O Rock n’ Roll seria um dos principais fenômenos juvenis da década de 50 e o seu
“impacto cultural como música popular pós-guerra sobre as pessoas jovens também iria
impor uma série de questões aos teóricos da música popular” (BENNET, 2000, p. 34). As
práticas musicais juvenis se expandiriam e tornar-se-iam práticas culturais, reorgani-
zando o modo como a juventude construía seus valores e identidades.

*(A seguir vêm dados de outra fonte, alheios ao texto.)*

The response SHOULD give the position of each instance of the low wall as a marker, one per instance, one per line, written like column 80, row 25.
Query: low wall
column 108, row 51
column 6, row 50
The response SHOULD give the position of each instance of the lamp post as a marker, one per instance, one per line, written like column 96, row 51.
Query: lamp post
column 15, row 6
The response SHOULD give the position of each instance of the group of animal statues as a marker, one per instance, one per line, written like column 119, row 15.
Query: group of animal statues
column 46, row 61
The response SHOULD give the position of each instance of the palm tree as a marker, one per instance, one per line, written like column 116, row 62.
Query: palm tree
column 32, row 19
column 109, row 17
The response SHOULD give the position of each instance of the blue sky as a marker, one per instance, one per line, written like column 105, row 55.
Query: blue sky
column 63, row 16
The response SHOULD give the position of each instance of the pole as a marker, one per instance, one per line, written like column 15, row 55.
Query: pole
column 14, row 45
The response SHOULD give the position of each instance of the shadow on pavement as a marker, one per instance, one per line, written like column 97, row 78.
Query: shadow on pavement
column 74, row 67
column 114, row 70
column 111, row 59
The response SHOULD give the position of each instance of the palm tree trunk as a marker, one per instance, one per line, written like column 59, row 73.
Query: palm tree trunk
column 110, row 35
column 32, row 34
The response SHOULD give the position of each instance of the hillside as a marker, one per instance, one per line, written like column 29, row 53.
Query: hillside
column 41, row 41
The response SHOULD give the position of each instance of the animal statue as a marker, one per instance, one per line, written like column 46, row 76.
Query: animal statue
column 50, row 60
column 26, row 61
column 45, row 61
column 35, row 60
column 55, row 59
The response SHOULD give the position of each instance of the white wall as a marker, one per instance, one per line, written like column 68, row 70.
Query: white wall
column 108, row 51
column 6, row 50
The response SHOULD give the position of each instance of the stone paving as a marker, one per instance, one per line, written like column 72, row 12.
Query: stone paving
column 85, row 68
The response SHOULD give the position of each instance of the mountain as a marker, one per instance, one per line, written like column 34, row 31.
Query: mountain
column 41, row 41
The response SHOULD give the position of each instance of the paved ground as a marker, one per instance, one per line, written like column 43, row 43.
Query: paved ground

Como produto
cultural iminente do período pós-guerra, o Rock n’ Roll iria contribuir para uma nova
organização social da juventude, que deveria ser explorada analiticamente a fim de
compreender como os jovens se apropriavam dos produtos musicais e construíam sua
sociabilidade.
A partir da constituição do BCCCS, portanto, houve a primeira grande chance de um
estudo sistemático e profundo sobre o modo como a juventude se inseria nesse contexto
cultural pós-guerra. Os questionamentos gravitavam sobre o modo como a juventude
encarava a cultura hegemônica, sobre suas subculturas ou mesmo sobre seus estilos de
vida. Contudo, desde aquele período até as investigações mais atuais – Solomon (2005)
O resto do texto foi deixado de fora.